3. Manejo cultural – práticas como rotação de culturas, manejo adequado da adubação e época de plantio podem influenciar na incidência da cigarrinha do milho. O manejo integrado de pragas (MIP) inclui também a adoção de técnicas que promovam a biodiversidade na área cultivada, reduzindo assim a pressão das pragas.
4. Controle do milho voluntário – todos os produtores rurais também devem estar atentos ao manejo de entressafra, com relação ao surgimento e erradicação do milho voluntário ou milho tiguera. Essas plantas são frequentemente observadas em áreas produtivas e podem favorecer a permanência dos patógenos e do vetor, sendo fonte de inóculo desses e outros patógenos. Assim a manutenção de plantas de milho nas áreas de lavoura é condição favorável para permanência dos patógenos e do vetor. Daí a importância de quebra do ciclo biológico da cigarrinha e da ponte verde na cultura. É importante o agricultor realizar monitoramentos constantes na entressafra do milho para identificar presença de plantas tiguera e eliminá-las antes da nova semeadura. E, no caso do aumento da incidência de cigarrinhas, adotar o controle químico já no início da lavoura.

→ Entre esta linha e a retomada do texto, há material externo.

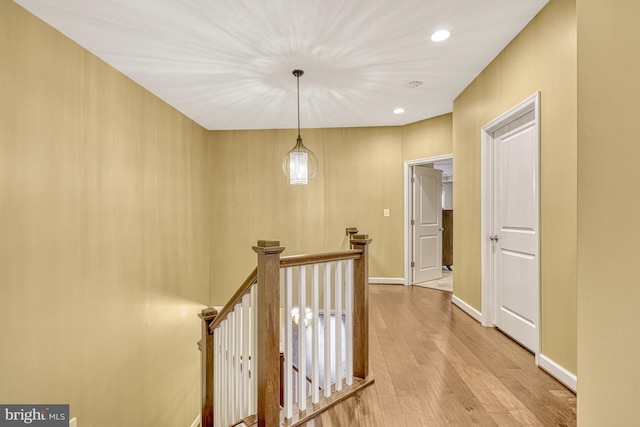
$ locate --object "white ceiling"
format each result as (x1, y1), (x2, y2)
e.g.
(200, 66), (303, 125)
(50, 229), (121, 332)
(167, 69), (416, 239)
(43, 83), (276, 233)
(14, 0), (548, 129)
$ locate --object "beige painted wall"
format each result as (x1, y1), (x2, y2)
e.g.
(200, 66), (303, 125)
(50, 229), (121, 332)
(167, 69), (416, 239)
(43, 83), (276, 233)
(453, 0), (577, 373)
(209, 114), (452, 305)
(210, 127), (403, 305)
(0, 0), (209, 427)
(401, 113), (453, 162)
(577, 0), (640, 427)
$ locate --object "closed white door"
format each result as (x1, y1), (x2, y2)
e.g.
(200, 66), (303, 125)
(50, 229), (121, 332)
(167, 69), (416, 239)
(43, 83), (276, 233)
(412, 166), (442, 283)
(489, 111), (539, 353)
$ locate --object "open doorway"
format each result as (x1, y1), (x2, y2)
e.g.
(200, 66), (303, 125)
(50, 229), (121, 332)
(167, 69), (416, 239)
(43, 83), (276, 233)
(404, 154), (453, 291)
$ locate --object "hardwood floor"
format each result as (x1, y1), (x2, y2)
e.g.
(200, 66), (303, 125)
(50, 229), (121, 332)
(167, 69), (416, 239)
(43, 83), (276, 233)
(298, 285), (576, 427)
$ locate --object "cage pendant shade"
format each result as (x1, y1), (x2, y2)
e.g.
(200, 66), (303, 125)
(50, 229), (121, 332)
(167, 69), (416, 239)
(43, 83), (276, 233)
(282, 136), (318, 185)
(282, 70), (318, 185)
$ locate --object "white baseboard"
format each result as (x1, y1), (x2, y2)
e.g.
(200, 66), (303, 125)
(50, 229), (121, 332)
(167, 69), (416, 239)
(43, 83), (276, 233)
(538, 354), (578, 393)
(369, 277), (404, 285)
(451, 295), (482, 323)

5. Controle químico – em casos severos, o controle químico no início da lavoura pode ser necessário. No entanto, é fundamental que seja realizado de forma racional e seguindo as recomendações técnicas para minimizar impactos ambientais e evitar resistência das pragas aos defensivos agrícolas.

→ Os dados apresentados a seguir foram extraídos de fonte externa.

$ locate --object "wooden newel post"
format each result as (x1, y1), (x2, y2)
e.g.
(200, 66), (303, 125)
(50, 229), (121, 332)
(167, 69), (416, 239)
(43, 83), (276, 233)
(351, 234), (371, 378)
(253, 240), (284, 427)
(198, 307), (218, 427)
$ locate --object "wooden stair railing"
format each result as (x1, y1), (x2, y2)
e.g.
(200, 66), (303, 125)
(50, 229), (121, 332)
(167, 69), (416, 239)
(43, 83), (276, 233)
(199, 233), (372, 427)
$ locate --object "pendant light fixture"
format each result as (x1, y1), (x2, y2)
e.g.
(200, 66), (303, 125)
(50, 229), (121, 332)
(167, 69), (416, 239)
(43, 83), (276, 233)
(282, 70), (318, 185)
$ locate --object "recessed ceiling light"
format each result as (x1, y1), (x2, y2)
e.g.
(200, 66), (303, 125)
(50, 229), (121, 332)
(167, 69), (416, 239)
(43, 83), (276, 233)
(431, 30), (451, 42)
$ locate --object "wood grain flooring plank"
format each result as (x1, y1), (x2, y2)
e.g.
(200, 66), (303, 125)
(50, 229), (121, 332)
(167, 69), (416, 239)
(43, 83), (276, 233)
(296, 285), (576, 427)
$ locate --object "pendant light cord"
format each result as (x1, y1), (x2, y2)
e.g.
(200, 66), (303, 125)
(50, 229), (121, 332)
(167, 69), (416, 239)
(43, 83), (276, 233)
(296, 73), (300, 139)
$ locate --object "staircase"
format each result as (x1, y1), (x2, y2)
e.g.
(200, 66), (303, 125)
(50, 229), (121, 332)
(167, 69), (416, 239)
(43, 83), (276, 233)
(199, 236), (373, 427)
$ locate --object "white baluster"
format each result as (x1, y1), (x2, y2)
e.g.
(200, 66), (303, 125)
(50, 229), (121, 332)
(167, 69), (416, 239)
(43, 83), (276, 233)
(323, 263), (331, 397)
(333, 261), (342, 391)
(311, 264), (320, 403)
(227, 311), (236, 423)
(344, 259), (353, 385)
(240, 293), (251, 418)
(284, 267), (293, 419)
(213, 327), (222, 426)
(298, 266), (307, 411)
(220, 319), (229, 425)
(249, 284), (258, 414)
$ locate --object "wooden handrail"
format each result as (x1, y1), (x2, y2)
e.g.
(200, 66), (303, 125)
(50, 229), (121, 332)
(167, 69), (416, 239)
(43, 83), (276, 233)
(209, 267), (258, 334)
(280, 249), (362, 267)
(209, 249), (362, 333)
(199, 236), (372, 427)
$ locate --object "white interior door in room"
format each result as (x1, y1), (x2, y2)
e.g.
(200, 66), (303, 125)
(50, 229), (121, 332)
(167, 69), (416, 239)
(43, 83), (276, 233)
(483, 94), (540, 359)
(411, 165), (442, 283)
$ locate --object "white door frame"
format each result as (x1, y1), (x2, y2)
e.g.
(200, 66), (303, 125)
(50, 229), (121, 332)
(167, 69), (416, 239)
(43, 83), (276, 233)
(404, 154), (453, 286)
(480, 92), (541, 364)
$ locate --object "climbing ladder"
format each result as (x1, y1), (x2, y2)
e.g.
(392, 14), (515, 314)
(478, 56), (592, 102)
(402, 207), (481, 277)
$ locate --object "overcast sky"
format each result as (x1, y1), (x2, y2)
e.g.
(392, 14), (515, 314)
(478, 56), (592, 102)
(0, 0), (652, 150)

O controle da cigarrinha do milho e do enfezamento é crucial não apenas para garantir a sustentabilidade e a rentabilidade das lavouras, mas também para preservar a posição de destaque do Brasil como um dos principais produtores de milho globalmente. A implementação de práticas de manejo integrado, aliada à pesquisa contínua e ao desenvolvimento de cultivares resistentes, são passos fundamentais para enfrentar os desafios fitossanitários que ameaçam a cultura do milho.